Regulation of C3-enzymes in facultative phototrophic bacteria

Pyruvate kinase (EC2.7.1.40) from Rhodopseudomonas sphaeroides was purified 40-fold by precipitation with protamine sulfate and ammonium sulfate followed by gelfiltration. The preparations obtained from cells grown with different carbon sources or cultural conditions differ with respect to specific activity but not with respect to molecular weight (250000 dalton) or regulatory properties. The phosphoenolpyruvate (PEP)-saturation curve of the enzyme is sigmoidal with Hill coefficients varying from n _H =1.8 (pH 9.2) to 2.7 (pH 6.0). The enzyme is activated by adenosinemonophosphate (AMP) and the sugarmonophosphates ribose-5-phosphate (R-5-P), glucose-6-phosphate (G-6-P), and-to a lesser extent-fructose-6-phosphate (F-6-P). Fructose-1.6-bisphosphate (FDP) has no measurable effect. Inhibitors of the enzyme are adenosintriphosphate (ATP), inorganic phosphate (P _i ) and the dicarboxylic acids succinate and fumarate.
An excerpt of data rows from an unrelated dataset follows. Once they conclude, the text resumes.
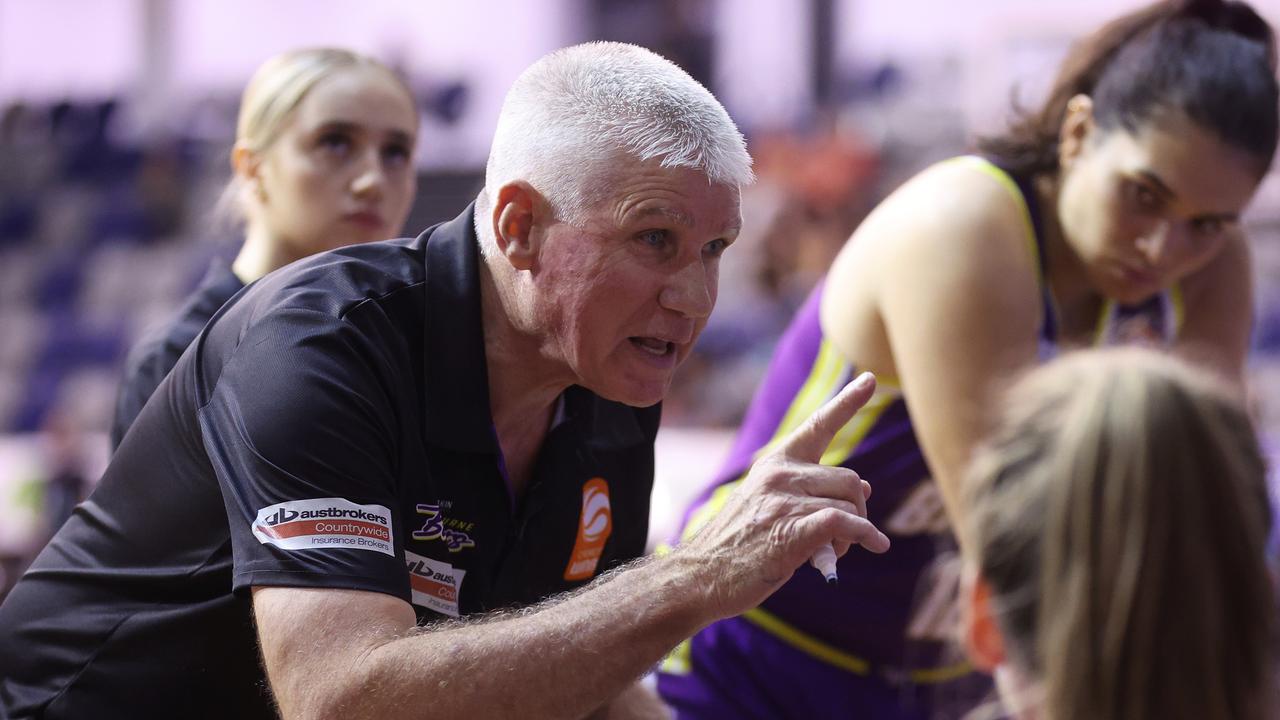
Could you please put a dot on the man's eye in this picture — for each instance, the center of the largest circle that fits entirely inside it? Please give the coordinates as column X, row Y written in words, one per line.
column 716, row 247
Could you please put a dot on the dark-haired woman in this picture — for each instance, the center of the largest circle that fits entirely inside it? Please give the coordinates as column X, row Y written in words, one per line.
column 1111, row 214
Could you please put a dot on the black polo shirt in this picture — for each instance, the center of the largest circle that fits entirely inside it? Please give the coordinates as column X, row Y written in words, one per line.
column 329, row 428
column 159, row 350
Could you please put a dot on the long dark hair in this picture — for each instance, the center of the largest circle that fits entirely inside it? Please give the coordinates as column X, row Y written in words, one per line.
column 1214, row 62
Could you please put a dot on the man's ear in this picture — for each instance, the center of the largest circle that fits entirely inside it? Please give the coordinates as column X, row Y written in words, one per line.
column 982, row 638
column 1077, row 127
column 519, row 222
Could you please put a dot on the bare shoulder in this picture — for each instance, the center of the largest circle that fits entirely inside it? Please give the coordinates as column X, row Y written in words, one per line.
column 951, row 231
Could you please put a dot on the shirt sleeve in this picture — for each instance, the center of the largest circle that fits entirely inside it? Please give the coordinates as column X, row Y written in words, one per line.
column 301, row 428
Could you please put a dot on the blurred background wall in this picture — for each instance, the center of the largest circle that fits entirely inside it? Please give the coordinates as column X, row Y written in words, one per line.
column 117, row 118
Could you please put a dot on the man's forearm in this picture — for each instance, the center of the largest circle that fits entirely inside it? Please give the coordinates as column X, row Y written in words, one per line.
column 561, row 659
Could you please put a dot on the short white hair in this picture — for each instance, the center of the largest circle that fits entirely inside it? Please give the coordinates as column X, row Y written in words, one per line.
column 568, row 117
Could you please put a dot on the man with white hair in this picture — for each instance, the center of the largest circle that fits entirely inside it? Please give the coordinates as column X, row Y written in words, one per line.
column 414, row 475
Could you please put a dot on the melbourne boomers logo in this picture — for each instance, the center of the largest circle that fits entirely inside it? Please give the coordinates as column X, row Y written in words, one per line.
column 325, row 523
column 593, row 531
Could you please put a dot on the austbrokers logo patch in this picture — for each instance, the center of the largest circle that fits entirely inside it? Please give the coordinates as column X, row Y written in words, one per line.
column 325, row 523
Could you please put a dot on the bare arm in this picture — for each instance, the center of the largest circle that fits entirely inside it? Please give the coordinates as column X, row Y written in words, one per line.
column 944, row 269
column 350, row 654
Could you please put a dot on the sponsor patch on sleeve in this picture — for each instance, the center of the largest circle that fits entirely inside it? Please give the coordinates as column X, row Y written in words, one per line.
column 325, row 523
column 435, row 584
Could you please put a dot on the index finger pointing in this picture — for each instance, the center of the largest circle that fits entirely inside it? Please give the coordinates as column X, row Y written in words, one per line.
column 810, row 440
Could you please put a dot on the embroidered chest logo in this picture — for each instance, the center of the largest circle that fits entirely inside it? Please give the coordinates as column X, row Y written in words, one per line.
column 593, row 531
column 452, row 532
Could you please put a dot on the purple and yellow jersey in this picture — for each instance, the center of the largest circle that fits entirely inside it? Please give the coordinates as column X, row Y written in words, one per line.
column 894, row 611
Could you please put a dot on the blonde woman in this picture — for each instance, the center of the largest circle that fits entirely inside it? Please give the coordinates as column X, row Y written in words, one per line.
column 323, row 158
column 1114, row 543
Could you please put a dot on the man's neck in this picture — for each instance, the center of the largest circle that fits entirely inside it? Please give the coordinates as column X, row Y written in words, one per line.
column 524, row 382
Kinetic analysis reveals that the sugar-phosphates and the dicarboxylic acids act as true allosteric ligands, wheras the effects of AMP, ATP, and P _i cannot be interpreted solely in terms of allosteric interactions. Cold-treatment of the enzyme leads to a rapid loss of activity, but does not change the regulatory properties of the enzyme. Analysis of the kinetics of cold-inactivation and its reversal at 30°C, together with studies on the gelfiltration behaviour of the native and the cold-treated enzyme make it likely that the cold-induced loss of activity is due to a dissociation of the enzyme.